L’originalità di Boggiani è tale che, oltre a nutrirsi di toni danbrowniani (e qui riecheggiano positivamente le parole del celebre critico letterario Cvetan Todorov, morto meno di un anno fa, nelle prime pagine del suo saggio del ‘70, La letteratura fantastica, secondo il quale non esisteva letteratura se non da altra letteratura), oltre a nutrirsi di toni danbrowaniani, dicevo, le pagine di questo romanzo permeano di barlumi argentiani. Un film che questo libro, a mio giudizio, evoca è La terza madre (2007), l’epilogo della trilogia delle Tre madri (1977-2007), anteceduto da Suspiria (1977) e Inferno (1980). La terza madre, sebbene abbia uno sfondo più cruento, è una pellicola che, ambientata in tempi odierni – proprio come il libro di Boggiani -, pone al centro le vicende di una setta demoniaca alle prese con la caccia alle streghe. Se in quell’occasione la narrazione nasceva dal ritrovamento di un’urna, in Tornerà, i fatti narrati ruotano attorno al possesso di un libro. I quattro protagonisti, in tal caso, Alessandro, Silvia, Paolo e Tommaso, devono fronteggiare, come Psiche alle prese col volto di Eros, la loro curiositas verso questo libro, verso la simbologia che quest’ultimo cela. Mosse sbagliate, velleità da detective potrebbero rivelarsi fatali…
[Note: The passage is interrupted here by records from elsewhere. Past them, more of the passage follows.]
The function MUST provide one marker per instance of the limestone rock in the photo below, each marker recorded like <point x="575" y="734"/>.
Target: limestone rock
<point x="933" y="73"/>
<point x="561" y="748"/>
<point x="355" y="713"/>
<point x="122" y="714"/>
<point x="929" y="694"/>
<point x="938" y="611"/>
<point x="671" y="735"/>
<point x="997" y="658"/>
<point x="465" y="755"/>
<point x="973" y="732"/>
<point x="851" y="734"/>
Concludo, infine, mostrandovi parte dell’incipit del romanzo. Ciò su cui consiglio di porre l’attenzione è l’alternanza del bianco della neve e del nero notturno che pervade l’inquieto scenario descritto dall’autore. Suggestiva è, infine, la presenza di una ferrovia. Dico suggestiva, perché, è un (malinconico) luogo che anche lo scrittore austriaco Robert Musil (1880-1942) nella prima pagina dei Turbamenti del giovane Törless (1906) ha delineato, con un gioco cromatico e una funzionalità analoghi a quelli di Boggiani:
12 febbraio, notte da lupi. Erano almeno cinque ore che la neve scendeva senza interruzioni. Le strade, un manto bianco. A ogni avvallamento l’auto presa a noleggio sbandava, la doppia trazione automatica ora funzionava ora no. Avesse saputo come, l’avrebbe disinserita, maledetta elettronica. La luce dei fari aiutava la luna a definire un po’ meglio le cose. Ma conosceva a memoria quelle strade percorse mille volte da giovane con gli amici o quando voleva stare solo. L’argine in lontananza, un’onda nera.
Tre chilometri poi l’arrivo. Era quella la notte. Quella che lo aveva visto nascere al secondo piano di un appartamento in affitto a pochi passi dal fiume. Quando, se tutto filava liscio, si veniva al mondo in casa […]
A sinistra la ferrovia immobile, i treni mangiati dalla ruggine, le rotaie divorate dall’erba, ora tutto bianco. La ricordava animata, lavori in corso sui binari, la stazione piena di gente quando da monello andava a guardare le ragazze partire, sperando che un colpo di vento alzasse le gonne mentre salivano su quei gradini esagerati.
L’auto scivolava nel buio. Negli specchi i binari sporchi lasciati dalle gomme sulla candida neve come solchi nell’anima. Ancora un po’ quei fiocchi così grandi li avrebbero coperti come non fosse successo niente, non fosse passato nessuno, due ferite guarite (Ivi, p. 9, corsivi miei).